When starting your project you can have N number of Streams with its handler, let's say in streams.py module. All of the Streams will run next to each other and because they are in the same project it is really easy to share common code. However, this comes with a downside of scalability as it is not possible to take the advantages of kafka and scale up Streams individually. In next versions the StreamEngine will be able to select which Stream/s should run to mitigate this issue. Typically, your streams.py will look like:

from kstreams import Stream

from .streams_roster import stream_roster, stream_two_roster


my_stream = Stream(
    "local--hello-world",
    func=stream_roster,
    config={
        "group_id": "example-group",
    },
    ...
)

my_second_stream = Stream(
    "local--hello-world-2",
    func=stream_two_roster,
    config={
        "group_id": "example-group-2",
    },
    ...
)

...

and streams_roster.py contains all the coroutines that will be executed when an event arrives

import logging

from kstreams import ConsumerRecord, Send, Stream

logger = logging.getLogger(__name__)


async def stream_roster(cr: ConsumerRecord, send: Send) -> None:
    logger.info(f"showing bytes: {cr.value}")
    value = f"Event confirmed. {cr.value}"

    await send(
        "another-topic-to-wink",
        value=value.encode(),
        key="1",
    )


async def stream_two_roster(cr: ConsumerRecord, send: Send, stream: Stream) -> None:
    ...

It is worth to note three things:

  • We separate the Stream with its coroutine to be able to test the business logic easily
  • If you need to produce events inside a Stream add the send coroutine using dependency-injection
  • We are not using StreamEngine at all to avoid circular import errors

Application

The entrypoint is usually in app.py. The module contains the import of stream_engine, it's hooks and the streams to be added to the engine:

import aiorun
import asyncio
import logging

from kstreams.stream_utils import StreamErrorPolicy

from .resources import stream_engine
from .streams import my_stream, my_second_stream

logger = logging.getLogger(__name__)


# hooks
@stream_engine.after_startup
async def init_events():
    await stream_engine.send("local--hello-world", value="Hi Kstreams!")

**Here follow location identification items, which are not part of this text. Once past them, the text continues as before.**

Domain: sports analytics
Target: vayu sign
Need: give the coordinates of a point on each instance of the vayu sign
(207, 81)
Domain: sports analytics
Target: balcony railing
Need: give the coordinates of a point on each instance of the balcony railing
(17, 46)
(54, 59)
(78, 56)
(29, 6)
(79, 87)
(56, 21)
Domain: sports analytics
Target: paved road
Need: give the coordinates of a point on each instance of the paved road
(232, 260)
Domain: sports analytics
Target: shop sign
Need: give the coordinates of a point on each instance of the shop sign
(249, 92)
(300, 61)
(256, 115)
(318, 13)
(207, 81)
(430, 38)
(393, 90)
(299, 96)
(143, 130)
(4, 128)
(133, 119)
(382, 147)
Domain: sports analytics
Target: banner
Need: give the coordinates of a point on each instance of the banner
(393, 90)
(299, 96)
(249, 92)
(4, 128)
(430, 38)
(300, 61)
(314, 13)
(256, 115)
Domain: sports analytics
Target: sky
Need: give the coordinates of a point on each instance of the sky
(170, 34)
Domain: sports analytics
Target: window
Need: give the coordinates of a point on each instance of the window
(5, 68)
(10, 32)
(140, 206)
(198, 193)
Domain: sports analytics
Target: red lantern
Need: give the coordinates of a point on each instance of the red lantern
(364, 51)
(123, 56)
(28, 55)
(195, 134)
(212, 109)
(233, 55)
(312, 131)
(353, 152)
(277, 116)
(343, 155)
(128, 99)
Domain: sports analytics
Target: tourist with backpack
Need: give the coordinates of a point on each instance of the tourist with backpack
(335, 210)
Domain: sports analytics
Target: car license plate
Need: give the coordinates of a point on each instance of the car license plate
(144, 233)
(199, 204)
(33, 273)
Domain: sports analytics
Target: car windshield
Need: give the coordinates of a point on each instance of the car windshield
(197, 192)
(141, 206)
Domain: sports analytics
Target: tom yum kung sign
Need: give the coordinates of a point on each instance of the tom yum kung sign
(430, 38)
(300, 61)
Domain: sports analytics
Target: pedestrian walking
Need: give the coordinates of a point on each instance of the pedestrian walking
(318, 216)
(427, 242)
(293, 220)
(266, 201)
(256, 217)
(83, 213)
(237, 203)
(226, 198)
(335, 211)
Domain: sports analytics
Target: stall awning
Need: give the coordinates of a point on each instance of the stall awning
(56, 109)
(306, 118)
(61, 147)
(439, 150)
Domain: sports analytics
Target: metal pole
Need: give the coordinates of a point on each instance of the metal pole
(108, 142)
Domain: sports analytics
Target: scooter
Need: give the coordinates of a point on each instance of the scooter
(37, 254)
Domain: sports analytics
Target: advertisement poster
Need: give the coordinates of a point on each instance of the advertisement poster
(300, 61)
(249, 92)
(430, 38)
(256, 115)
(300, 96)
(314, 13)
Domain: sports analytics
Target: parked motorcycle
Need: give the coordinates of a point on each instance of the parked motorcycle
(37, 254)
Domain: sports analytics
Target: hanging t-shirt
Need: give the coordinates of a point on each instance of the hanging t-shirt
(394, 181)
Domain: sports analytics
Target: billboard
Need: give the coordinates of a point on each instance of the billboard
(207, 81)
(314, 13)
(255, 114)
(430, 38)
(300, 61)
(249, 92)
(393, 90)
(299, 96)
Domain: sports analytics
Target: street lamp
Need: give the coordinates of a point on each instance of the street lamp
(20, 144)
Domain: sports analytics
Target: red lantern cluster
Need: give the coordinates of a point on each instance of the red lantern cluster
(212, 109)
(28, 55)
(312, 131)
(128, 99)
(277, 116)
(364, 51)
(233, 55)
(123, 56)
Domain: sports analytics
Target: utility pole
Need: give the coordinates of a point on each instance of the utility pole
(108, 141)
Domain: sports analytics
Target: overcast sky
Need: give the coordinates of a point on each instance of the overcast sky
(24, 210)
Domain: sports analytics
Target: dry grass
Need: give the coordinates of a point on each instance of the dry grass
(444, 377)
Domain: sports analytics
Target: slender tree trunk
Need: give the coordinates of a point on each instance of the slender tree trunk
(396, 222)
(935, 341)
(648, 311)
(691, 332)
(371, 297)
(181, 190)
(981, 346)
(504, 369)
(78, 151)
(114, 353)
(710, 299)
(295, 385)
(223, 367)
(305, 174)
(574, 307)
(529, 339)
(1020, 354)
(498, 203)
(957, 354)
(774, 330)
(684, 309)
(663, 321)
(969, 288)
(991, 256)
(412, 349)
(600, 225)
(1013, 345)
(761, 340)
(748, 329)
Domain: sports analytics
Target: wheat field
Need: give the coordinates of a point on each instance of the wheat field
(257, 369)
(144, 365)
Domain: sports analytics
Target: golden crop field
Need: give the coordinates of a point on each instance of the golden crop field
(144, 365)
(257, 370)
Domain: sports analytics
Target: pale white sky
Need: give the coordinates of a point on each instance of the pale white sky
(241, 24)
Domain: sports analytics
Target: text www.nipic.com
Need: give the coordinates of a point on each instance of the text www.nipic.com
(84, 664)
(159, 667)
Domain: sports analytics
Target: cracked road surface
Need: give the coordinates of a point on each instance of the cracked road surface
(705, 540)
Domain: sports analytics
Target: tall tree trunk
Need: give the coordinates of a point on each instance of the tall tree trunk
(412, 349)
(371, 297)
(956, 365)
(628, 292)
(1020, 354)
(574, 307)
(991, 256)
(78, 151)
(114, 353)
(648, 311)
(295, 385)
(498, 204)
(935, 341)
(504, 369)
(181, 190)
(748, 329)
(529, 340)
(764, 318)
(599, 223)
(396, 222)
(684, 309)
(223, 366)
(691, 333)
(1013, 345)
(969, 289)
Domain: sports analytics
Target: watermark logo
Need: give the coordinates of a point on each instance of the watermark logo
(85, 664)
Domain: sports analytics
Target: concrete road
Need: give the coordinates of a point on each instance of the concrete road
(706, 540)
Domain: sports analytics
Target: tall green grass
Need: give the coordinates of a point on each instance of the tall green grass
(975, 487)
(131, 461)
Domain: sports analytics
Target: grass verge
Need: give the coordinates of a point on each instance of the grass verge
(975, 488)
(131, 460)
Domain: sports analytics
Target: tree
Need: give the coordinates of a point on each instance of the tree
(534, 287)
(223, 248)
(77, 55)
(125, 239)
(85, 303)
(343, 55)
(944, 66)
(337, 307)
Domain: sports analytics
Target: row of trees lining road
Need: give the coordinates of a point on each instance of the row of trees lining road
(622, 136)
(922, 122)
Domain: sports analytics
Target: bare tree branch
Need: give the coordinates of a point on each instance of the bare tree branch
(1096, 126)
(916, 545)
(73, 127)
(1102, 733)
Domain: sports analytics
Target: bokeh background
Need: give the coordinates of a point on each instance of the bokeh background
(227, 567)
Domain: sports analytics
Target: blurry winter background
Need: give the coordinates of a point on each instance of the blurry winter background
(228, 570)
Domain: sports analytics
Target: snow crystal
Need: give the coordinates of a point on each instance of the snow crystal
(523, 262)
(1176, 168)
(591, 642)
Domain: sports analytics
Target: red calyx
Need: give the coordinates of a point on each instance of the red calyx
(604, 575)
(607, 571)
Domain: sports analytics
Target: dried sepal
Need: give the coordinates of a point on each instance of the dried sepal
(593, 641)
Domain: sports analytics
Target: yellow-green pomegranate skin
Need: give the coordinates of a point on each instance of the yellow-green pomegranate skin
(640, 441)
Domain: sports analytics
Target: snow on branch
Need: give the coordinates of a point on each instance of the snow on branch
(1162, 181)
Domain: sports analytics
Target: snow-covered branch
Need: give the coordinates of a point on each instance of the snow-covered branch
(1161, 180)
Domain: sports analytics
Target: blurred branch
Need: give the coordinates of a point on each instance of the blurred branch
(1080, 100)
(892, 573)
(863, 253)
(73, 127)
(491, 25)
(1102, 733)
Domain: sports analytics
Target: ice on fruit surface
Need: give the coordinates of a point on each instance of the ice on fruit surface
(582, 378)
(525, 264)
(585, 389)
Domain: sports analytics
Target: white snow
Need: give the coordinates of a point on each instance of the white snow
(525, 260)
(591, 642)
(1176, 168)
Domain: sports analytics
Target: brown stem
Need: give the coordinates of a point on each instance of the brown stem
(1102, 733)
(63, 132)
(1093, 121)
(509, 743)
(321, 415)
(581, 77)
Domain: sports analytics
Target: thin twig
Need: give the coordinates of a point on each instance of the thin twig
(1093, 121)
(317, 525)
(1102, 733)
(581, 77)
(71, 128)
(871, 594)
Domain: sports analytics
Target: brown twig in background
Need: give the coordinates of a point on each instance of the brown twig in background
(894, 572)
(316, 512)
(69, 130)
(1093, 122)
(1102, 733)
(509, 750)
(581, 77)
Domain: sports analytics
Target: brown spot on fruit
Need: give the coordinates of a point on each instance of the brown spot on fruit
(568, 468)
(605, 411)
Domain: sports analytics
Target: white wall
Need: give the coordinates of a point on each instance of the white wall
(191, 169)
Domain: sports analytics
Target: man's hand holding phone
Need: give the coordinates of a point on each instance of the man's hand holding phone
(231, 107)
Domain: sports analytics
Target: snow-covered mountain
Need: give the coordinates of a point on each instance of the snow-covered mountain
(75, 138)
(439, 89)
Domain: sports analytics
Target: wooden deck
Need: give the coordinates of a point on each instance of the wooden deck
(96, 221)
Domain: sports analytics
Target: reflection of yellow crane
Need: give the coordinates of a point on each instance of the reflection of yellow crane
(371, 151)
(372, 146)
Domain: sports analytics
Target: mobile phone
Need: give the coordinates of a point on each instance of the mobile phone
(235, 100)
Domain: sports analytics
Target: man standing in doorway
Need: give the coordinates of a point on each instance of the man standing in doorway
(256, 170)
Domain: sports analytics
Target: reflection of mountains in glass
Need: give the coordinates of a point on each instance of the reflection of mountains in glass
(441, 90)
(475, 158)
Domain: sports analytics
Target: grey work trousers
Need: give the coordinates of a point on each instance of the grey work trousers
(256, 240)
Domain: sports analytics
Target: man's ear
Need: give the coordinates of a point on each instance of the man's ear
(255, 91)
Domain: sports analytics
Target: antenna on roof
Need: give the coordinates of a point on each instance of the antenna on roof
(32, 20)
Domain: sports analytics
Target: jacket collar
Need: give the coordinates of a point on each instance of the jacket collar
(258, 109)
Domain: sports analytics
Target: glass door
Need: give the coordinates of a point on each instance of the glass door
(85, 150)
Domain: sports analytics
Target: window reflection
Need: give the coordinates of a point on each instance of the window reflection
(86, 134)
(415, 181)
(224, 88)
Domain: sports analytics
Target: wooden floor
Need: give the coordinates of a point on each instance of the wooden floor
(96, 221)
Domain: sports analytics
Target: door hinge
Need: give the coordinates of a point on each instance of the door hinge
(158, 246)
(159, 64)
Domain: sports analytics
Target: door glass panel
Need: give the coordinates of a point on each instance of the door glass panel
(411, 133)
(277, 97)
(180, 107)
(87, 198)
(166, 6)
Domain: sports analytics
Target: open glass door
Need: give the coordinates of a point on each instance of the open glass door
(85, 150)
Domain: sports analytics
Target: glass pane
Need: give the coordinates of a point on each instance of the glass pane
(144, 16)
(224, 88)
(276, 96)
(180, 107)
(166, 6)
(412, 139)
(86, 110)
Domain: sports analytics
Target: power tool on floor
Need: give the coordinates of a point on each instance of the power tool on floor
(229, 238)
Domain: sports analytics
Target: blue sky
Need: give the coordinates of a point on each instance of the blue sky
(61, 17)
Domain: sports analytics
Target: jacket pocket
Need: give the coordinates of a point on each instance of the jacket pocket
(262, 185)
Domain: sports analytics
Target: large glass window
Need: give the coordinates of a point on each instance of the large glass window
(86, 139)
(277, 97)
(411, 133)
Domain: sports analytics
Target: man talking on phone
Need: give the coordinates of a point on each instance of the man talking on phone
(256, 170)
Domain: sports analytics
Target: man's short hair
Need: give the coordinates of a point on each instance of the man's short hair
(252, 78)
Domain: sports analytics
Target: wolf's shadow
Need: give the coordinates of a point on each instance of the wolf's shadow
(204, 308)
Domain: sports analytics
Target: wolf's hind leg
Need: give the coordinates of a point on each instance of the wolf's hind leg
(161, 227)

# add the stream to the stream_engine
stream_engine.add_stream(my_stream, error_policy=StreamErrorPolicy.RESTART)
stream_engine.add_stream(my_second_stream, error_policy=StreamErrorPolicy.STOP_ENGINE)


async def start():
    await stream_engine.start()


async def stop(loop: asyncio.AbstractEventLoop):
    await stream_engine.stop()


def main():
    logging.basicConfig(level=logging.INFO)
    logger.info("Starting application...")
    aiorun.run(start(), stop_on_unhandled_errors=True, shutdown_callback=stop)

To run it we recommend aiorun. It can be also run with asyncio directly but aiorun does all the boilerplate for us.

Tests

In this module you test your application using the TestStreamClient, usually provided as a fixture thanks to pytest. The package pytest-asyncio is also needed to test async code.

# conftest.py
import pytest

from kstreams.test_utils import TestStreamClient

from my_project.resources import stream_engine


@pytest.fixture
def stream_client():
    return TestStreamClient(stream_engine=stream_engine)

then you can test your streams

# test_app.py
import pytest


@pytest.mark.asyncio
async def test_my_stream(stream_client):
    topic = "local--hello-world"  # Use the same topic as the stream
    event = b'{"message": "Hello world!"}'

    async with stream_client:
        metadata = await stream_client.send(topic, value=event, key="1")
        assert metadata.topic == topic